Reverse mortgages are low-interest loans available exclusively to seniors. Using the equity in a home as collateral, the loan does not require payments until the home is no longer the primary residence. Seniors dont have to worry about forgetting about a payment. They are worry-free and hassle-free. There is no payment until the home is no longer the primary residence, and even then the estate has approximately 12 months to settle the loan.
Reverse mortgages are calculated based on the value of the home and the age of the youngest homeowner at the time the mortgage is generated. Although there are limits, the higher the value of the home, the higher the equity status and the higher the age, the greater will be the recipients payout.
There are several ways for seniors to access the equity they have built up over the years. Some of the more common ways are: receiving equal payments for a fixed number of years, establishing a line of credit used until the established equity is used up, a one time lump sum, or tenure, where the homeowner receives equal monthly payments as long as the homeowner lives in the home. Mortgages can be structured as any of these, or even as a combination of more than one. Reverse mortgages are designed with each individual mortgagee in mind.
There are few exclusions to the types of homes eligible for this mortgage. Even many mobile homes, if they were built in the last 30 years, can qualify. (They must be on land owned by the mortgagee, with a permanent foundation.) All homes must have an FHA inspection, and the homeowner must have at least 35% equity in the home. The mortgage balance can even be paid off with the proceeds of the loan at closing. If there is more than one homeowner, the youngest one must be at least 62 years of age.

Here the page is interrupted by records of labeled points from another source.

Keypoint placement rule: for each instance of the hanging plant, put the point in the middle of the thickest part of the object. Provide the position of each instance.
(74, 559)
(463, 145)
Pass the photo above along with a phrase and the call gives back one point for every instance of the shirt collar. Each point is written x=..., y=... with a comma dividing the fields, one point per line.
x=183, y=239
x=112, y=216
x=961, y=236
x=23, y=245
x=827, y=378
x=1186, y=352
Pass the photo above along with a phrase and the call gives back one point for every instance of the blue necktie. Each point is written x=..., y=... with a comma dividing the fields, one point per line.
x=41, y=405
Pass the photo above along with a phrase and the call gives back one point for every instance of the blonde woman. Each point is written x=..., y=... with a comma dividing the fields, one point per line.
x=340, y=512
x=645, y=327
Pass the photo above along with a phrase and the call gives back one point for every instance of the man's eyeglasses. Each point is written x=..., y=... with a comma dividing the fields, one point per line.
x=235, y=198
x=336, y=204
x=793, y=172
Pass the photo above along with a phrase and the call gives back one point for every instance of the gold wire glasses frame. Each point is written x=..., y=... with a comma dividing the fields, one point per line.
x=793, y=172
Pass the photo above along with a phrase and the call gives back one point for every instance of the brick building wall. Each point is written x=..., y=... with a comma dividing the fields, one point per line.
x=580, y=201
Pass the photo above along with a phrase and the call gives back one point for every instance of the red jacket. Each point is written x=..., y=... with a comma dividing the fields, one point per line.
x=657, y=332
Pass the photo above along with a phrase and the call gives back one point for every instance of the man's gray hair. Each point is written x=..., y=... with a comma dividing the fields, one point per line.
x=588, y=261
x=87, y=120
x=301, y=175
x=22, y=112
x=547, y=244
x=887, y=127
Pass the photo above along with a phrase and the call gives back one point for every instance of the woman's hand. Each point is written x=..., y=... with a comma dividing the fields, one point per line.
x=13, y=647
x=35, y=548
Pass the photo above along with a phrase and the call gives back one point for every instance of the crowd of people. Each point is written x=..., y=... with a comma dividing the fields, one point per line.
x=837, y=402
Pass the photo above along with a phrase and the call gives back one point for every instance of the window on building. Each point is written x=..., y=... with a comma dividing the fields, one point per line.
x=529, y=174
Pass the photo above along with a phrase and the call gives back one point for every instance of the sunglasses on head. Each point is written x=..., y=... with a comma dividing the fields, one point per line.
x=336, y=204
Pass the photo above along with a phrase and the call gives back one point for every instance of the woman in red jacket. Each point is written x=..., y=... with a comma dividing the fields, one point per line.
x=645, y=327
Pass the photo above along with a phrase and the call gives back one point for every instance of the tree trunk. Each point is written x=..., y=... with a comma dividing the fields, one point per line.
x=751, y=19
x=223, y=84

The fact there are no income or credit requirements for reverse mortgages also makes them attractive. Few seniors have an income that would support a mortgage. With reverse mortgages, the mortgage supports the senior! There is no longer financial pressure to make a payment or move out. The homeowner is able to use their own money to stay in their own home.
When the senior changes their primary residence or in the event of death, the estate can choose whether to sell or to repay the reverse mortgage. If the equity in the home is still positive, the equity belongs to the estate. If the money received from selling the home is not sufficient to pay off the reverse mortgage, the lender is forced to take a loss and then can request the FHA to reimburse their loss. At no time is the homeowner at risk.